401 when publishing to npm

[thekevinscott]

Description:
pnpm publish fails with a 401.

Action version:
actions/setup-node@v4

Platform:

• Ubuntu
• macOS
• Windows

Runner type:

• Hosted
• Self-hosted

Tools version:
Node: 16.x
PNPM: 8

Repro steps:
I have a shared workflow https://github.com/thekevinscott/Autogrammer/blob/main/.github/workflows/js-shared-publish.yaml that is failing with 401. The workflow is:

on:
  workflow_call:
    inputs:
      package:
        required: true
        description: "Path to package"
        type: string

jobs:
  publish:
    runs-on: "ubuntu-latest"

    steps:
      - name: Checkout
        uses: actions/checkout@v4

      - uses: actions/setup-node@v4
        with:
          node-version: '16.x'
          registry-url: 'https://registry.npmjs.org'

      - name: Cat .npmrc
        run: |
          cat $NPM_CONFIG_USERCONFIG

      - uses: pnpm/action-setup@v3
        name: Install pnpm
        with:
          version: 8
          run_install: false

      - name: Get pnpm store directory
        
        run: |
          echo "STORE_PATH=$(pnpm store path --silent)" >> $GITHUB_ENV

      - uses: actions/cache@v4
        name: Setup pnpm cache
        with:
          path: ${{ env.STORE_PATH }}
          key: ${{ runner.os }}-pnpm-store-${{ hashFiles('**/pnpm-lock.yaml') }}
          restore-keys: |
            ${{ runner.os }}-pnpm-store-

      - name: Install dependencies
        working-directory: ${{ inputs.package }}
        run: pnpm install

      - name: Build package
        working-directory: ${{ inputs.package }}
        run: pnpm build

      - name: 'Check build output'
        working-directory: ${{ inputs.package }}
        run: 'pnpm build:check'

      - run: pnpm publish --no-git-checks --provenance --access public
        working-directory: ${{ inputs.package }}
        env:
          NODE_AUTH_TOKEN: ${{ secrets.NPM_TOKEN }}

permissions:
  id-token: write

This is an example of an executed action. The error reports:

npm ERR! code ENEEDAUTH
npm ERR! need auth This command requires you to be logged in to https://registry.npmjs.org/
npm ERR! need auth You need to authorize this machine using `npm adduser`

npm ERR! A complete log of this run can be found in:
npm ERR!     /home/runner/.npm/_logs/2024-05-07T13_20_44_932Z-debug-0.log
Error: Process completed with exit code 1.
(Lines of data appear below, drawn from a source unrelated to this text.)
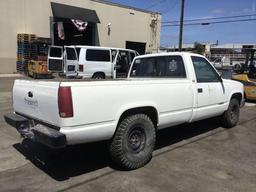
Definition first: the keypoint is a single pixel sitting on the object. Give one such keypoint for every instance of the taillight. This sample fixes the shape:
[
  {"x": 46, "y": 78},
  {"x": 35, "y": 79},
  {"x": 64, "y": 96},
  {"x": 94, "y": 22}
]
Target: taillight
[
  {"x": 81, "y": 68},
  {"x": 65, "y": 102}
]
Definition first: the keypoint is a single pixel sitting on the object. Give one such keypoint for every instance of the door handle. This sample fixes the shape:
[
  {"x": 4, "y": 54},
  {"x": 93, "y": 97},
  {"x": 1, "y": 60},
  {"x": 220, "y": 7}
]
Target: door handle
[{"x": 200, "y": 90}]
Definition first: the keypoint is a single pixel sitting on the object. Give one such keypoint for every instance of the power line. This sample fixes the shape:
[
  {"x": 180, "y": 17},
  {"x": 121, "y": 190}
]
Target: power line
[
  {"x": 172, "y": 7},
  {"x": 156, "y": 3},
  {"x": 208, "y": 23},
  {"x": 212, "y": 18}
]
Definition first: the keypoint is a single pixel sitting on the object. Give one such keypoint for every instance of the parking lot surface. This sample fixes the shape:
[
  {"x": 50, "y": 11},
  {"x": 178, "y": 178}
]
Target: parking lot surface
[{"x": 201, "y": 156}]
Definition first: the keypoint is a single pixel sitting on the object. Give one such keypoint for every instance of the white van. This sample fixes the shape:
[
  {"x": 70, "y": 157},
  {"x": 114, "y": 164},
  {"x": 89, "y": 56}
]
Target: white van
[{"x": 90, "y": 61}]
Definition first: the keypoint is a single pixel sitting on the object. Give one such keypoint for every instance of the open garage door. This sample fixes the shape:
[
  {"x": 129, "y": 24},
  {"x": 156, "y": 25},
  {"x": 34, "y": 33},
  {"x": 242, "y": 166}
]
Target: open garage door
[
  {"x": 137, "y": 46},
  {"x": 73, "y": 25}
]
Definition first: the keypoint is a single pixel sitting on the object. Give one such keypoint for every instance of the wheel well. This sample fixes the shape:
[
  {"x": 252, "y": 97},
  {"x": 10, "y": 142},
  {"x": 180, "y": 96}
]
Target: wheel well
[
  {"x": 99, "y": 72},
  {"x": 237, "y": 96},
  {"x": 149, "y": 111}
]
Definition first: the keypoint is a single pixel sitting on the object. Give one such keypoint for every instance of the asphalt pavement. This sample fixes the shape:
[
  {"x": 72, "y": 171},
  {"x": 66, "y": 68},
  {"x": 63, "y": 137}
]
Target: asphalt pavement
[{"x": 201, "y": 156}]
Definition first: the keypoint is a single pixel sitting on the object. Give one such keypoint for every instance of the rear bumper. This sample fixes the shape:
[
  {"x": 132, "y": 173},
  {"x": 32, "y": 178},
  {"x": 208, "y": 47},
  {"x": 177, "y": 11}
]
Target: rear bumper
[{"x": 39, "y": 133}]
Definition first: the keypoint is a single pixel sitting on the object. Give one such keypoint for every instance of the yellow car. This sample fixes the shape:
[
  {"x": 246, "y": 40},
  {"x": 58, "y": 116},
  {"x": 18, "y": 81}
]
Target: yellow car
[{"x": 249, "y": 86}]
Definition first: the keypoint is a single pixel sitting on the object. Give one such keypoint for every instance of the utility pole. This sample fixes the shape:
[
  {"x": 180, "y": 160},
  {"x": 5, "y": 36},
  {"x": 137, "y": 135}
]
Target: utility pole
[{"x": 181, "y": 24}]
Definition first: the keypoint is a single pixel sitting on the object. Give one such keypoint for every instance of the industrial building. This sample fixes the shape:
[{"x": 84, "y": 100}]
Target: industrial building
[{"x": 76, "y": 22}]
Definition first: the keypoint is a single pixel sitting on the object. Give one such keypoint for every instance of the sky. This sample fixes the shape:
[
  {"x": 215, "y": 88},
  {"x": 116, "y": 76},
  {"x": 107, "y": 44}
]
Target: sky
[{"x": 240, "y": 32}]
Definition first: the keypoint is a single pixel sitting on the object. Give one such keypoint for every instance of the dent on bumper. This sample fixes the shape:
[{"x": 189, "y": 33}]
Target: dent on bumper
[{"x": 40, "y": 133}]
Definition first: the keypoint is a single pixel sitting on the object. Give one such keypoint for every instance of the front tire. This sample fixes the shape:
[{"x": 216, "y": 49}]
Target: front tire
[
  {"x": 231, "y": 116},
  {"x": 133, "y": 142}
]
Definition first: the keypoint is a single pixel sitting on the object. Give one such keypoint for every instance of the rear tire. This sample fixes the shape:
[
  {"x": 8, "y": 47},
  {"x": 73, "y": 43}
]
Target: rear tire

When I cat $NPM_CONFIG_USERCONFIG, I see:

//registry.npmjs.org/:_authToken=${NODE_AUTH_TOKEN}
registry=https://registry.npmjs.org/
always-auth=false

Whereas in the docs, it's indicated that always-auth is supposed to be true.

Could that be the source of the troubles? Or could it be related to the usage of a shared workflow?

Expected behavior:
I'd like to be able to publish.

Actual behavior:
Publish reports 401.

[aparnajyothi-y]

Hello @thekevinscott, Thank you for creating this issue and we will look into it :)

[thekevinscott]

This is user error, and it's related to using a shared workflow.

For anyone else who runs into this, the issue is that the caller workflow needs to explicitly mark secrets to inherit. So for example:

name: Publish package

on:
  push:
    tags:
      - "v*"

jobs:
  publish:
    uses: ./.github/workflows/js-shared-publish.yaml
    with:
      package: "./packages/my-package"
    secrets: inherit # <--- ensure this line is present

Without that, the NPM_TOKEN secret is not present in the shared workflow and publish fails.

I looked into .npmrc, and it doesn't seem to matter whether always-auth=false is true or false. It seems to default to false, which works, although the docs do say it should be true.